Since the images of course are too big to train with the whole image, I had to work with patches and took the same number of random sample patches from each image.
For training I am using the sample patches of 47 images and for validation of 12 images.
In order to be able to compare the losses obtained during training and validation to the testing loss of the complete images, I would like to have loss plots that show the average loss per voxel (this also makes sense to me since the images are not the same sizes in depth)
Now I already tried setting reduction=‘sum’ and adding all mini-batch losses which in the end of each epoch are devided by the whole number of training-patches or validation-patches and then devided by the number of voxels per patch.
But somehow this always gives me a higher loss for training than for validation. Especially for the first Epoch, the loss is easily 10 times higher for training.
I already tried a lot of loss calculations, but nothing seems right. Could someone please try to help me out?
Could you post the loss calculation and in particular how the average loss per voxel is calculated?
You can sometimes observe a higher training loss compared to the validation loss, if e.g. dropout is used and the training model has thus less capacity.
However, a 10x increase seems too large.
Since I didn’t use any dropout, I guess something about my calculation is very off.
In the end I thought calculating how far off my resulting images are from the groundtruth by using L1 and L2 distance per Voxel as such example (in order to be able to compare statistics of different images, with different sizes, to each other):
Image groundtruth g
Image output o
–> images as numpy arrays:
abs_difference = np.absolute(g-o)
l1 = np.mean(abs_difference)
l2 = np.sqrt(np.mean(abs_difference*abs_difference))

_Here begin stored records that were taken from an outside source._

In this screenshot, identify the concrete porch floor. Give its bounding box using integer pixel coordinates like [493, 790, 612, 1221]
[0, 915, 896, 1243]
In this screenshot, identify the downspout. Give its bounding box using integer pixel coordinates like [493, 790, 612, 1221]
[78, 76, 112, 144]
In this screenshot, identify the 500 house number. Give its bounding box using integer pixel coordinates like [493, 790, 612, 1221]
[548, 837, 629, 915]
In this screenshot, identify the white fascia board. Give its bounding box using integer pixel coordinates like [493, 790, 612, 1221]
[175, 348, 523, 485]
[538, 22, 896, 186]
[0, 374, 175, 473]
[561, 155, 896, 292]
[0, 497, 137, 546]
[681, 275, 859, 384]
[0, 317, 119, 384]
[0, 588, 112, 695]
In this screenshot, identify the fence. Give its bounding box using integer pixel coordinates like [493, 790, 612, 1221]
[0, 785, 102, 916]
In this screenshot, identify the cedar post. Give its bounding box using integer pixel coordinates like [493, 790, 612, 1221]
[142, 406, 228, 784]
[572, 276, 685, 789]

If my idea is completely off, please tell me.
So now I switched to L1Loss, because I realized my mistake and MSELoss will not work per voxel if I don’t want to implement my own loss function (should have realized that earlier).
Still with L1Loss and reduction=‘sum’, and summing all losses of one epoch, then dividing them by (‘number of training or validation patches’ times ‘number of voxels per patch’) gives me a loss twice as high for training than validation in the beginning. Is this problematic? It is becoming better fast though (similar values for training and validation).

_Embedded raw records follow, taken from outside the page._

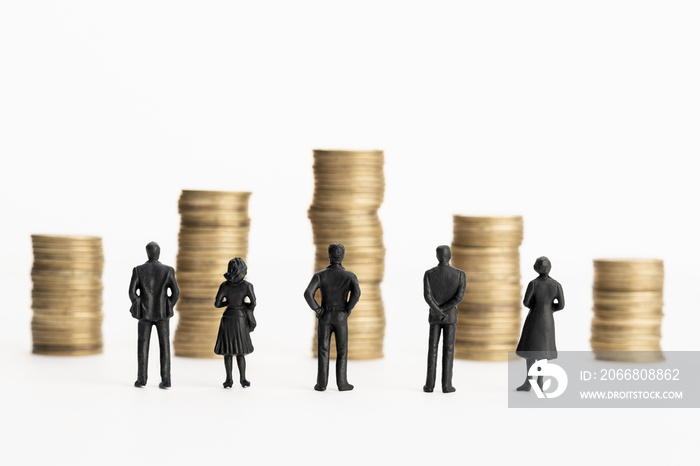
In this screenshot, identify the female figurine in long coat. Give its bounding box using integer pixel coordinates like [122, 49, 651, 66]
[515, 257, 564, 391]
[214, 257, 256, 388]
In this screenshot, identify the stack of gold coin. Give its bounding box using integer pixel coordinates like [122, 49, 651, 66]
[452, 215, 523, 361]
[309, 150, 385, 359]
[173, 191, 251, 358]
[591, 259, 664, 362]
[32, 235, 104, 356]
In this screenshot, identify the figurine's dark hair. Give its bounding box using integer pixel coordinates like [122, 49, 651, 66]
[328, 243, 345, 264]
[435, 244, 452, 262]
[534, 256, 552, 275]
[146, 241, 160, 260]
[224, 257, 248, 283]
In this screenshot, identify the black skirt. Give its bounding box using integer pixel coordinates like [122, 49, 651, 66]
[214, 310, 253, 356]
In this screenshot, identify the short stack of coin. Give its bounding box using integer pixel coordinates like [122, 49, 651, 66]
[451, 215, 523, 361]
[591, 259, 664, 362]
[308, 150, 386, 359]
[32, 235, 104, 356]
[173, 191, 251, 358]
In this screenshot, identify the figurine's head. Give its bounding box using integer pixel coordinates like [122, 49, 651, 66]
[435, 244, 452, 262]
[534, 256, 552, 275]
[328, 243, 345, 264]
[146, 241, 160, 261]
[224, 257, 248, 283]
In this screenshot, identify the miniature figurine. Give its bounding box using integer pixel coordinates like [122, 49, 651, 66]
[129, 242, 180, 389]
[423, 245, 467, 393]
[304, 243, 360, 392]
[214, 257, 257, 388]
[515, 257, 564, 392]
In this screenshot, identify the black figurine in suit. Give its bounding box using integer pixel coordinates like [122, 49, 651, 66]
[129, 242, 180, 388]
[423, 246, 467, 393]
[304, 243, 360, 391]
[515, 257, 564, 392]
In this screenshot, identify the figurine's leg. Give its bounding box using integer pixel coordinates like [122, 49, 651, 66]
[224, 355, 233, 388]
[236, 355, 250, 388]
[134, 320, 153, 387]
[333, 311, 355, 392]
[442, 325, 457, 393]
[314, 311, 331, 392]
[516, 358, 541, 392]
[155, 319, 170, 388]
[423, 324, 440, 393]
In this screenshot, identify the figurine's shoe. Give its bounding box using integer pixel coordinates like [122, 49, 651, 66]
[515, 380, 532, 392]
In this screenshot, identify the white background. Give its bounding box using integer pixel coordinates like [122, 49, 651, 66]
[0, 0, 700, 464]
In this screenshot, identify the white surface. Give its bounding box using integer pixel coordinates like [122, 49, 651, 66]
[0, 1, 700, 464]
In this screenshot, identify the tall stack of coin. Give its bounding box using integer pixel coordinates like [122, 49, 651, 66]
[452, 215, 523, 361]
[309, 150, 386, 359]
[173, 191, 251, 358]
[32, 235, 104, 356]
[591, 259, 664, 362]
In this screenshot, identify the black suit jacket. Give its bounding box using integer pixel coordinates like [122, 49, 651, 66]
[423, 265, 467, 325]
[129, 260, 180, 321]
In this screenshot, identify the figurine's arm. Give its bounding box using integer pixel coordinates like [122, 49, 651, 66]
[440, 272, 467, 311]
[345, 274, 361, 315]
[129, 267, 139, 303]
[523, 280, 535, 309]
[214, 282, 228, 308]
[552, 282, 564, 312]
[423, 272, 445, 317]
[248, 283, 257, 311]
[304, 273, 323, 317]
[168, 267, 180, 306]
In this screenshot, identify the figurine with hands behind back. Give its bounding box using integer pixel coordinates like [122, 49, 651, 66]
[423, 245, 467, 393]
[214, 257, 256, 388]
[515, 256, 564, 392]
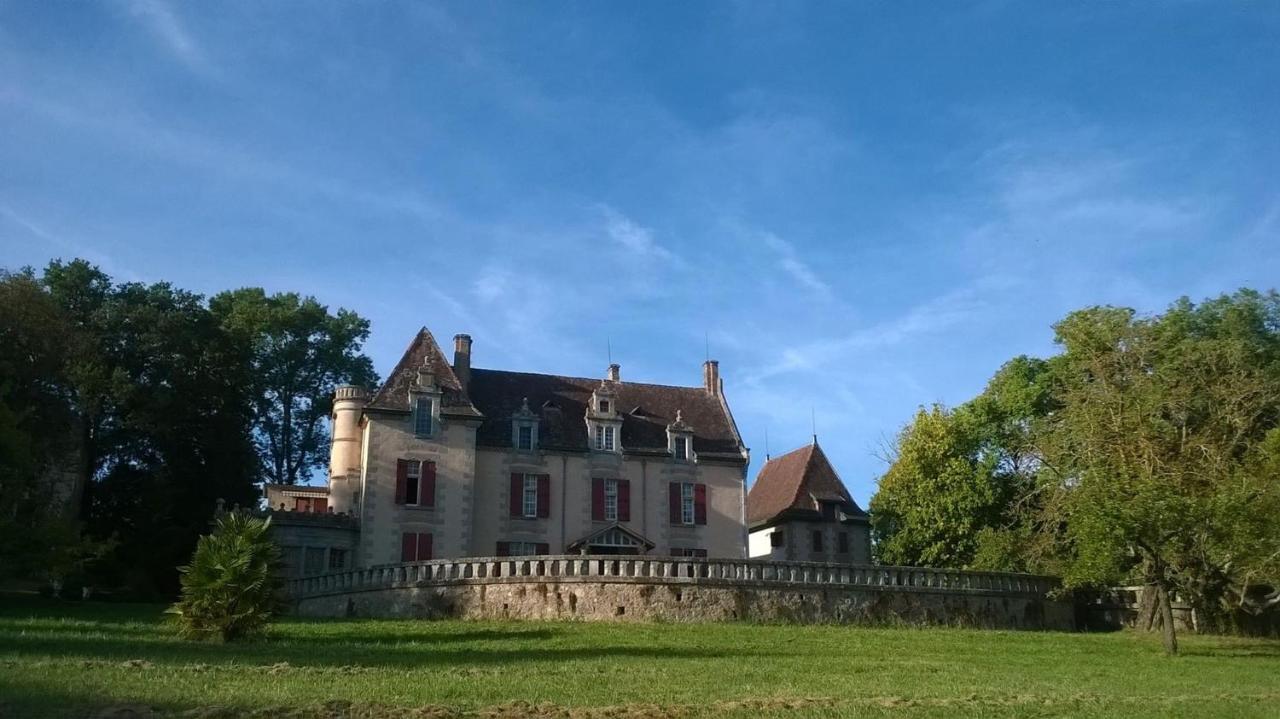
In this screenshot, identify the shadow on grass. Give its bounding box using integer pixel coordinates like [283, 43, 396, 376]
[0, 632, 757, 669]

If you are accumulating the training loss for the complete epoch and calculate the average at the end of each epoch, the training loss might be higher, since your model was trained during the epoch.
E.g. the first batch might yield a training loss of 100, while the last batch yields 10. While the validation loss would be calculated using the “trained” model, the training loss would be the average of the complete epoch.
To verify it, you could recalculate the training loss after each epoch and compare it to the validation loss.